I grabbed the front of the messenger boy’s cloak, pulled him inside, and slammed the door on the shouts from the street. Tinkling glass indicated another break in the solarium’s window. Our failing wards had no defense against the crowd’s anger.

The boy bobbed his head as I handed him the note. He held one out to me in return.

I stared at his outstretched hand. “What is this?”

“Instructions. Keep the paper on you. Do not put it down.”

I retrieved the note with shaking fingers. “Thank you. You may use the back entrance, if you wish.”

“Much obliged.” He bobbed his head and disappeared in that direction.

With a sharp glance at our grossly ineffective “butler,” who had no doubt soaked in every nuance of the conversation, I retired to my room.

The note was short, with its sloping letters and elegant swirls. I was to stay inside until a carriage came at midnight. The paper would lead me to the right one. I bristled at the command even as a resoundingthunkindicated what sounded like a head of cabbage hitting the front door.

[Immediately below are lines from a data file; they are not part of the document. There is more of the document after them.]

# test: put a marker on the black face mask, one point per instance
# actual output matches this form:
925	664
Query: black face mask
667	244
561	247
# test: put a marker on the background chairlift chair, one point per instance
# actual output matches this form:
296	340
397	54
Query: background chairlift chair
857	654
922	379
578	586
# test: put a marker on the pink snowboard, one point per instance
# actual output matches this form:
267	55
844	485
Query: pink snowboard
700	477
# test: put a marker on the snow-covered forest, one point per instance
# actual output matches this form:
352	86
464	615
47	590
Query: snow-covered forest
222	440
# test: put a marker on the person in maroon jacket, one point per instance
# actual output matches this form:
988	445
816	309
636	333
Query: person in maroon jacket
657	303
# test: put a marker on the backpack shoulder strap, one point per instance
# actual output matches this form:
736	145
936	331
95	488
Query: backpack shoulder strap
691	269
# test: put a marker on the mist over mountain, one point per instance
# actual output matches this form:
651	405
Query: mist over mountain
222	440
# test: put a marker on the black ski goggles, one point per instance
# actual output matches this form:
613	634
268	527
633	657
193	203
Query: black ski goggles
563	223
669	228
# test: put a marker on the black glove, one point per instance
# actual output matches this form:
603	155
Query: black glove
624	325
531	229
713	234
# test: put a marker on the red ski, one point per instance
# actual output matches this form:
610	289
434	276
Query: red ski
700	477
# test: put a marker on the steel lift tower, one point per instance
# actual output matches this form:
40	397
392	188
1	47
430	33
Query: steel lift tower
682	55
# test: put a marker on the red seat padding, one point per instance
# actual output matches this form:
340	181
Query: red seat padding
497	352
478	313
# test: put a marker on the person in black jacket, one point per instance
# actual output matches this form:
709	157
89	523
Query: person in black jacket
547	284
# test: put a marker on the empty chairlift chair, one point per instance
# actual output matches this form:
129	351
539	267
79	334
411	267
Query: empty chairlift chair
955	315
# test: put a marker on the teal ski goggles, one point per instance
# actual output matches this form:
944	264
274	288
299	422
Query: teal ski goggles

I had until midnight to change my mind, but the long hours only reinforced my motivation. The hecklers in the streets continued, flinging rotten vegetables and spells against the sides of the house, adding cracks to the glass in the drawing room. Our house’s wards and enchantments, already weak, would soon collapse. The walls would fall without magic to support them, and it would become obvious what everyone already knew—that the Winters of Downing Street were a fallen house.

Ferris rose in the late afternoon only to down a headache tonic and slouch back to bed pleading illness. Sick on belladonna gin and punch root. I heard one of the maids slip into his room and wasn’t surprised to find him out cold a few hours later, an empty bottle tipped against his bedside.

The soft glow from the paper on the twelfth strike of the clock was accompanied by more relief than fear.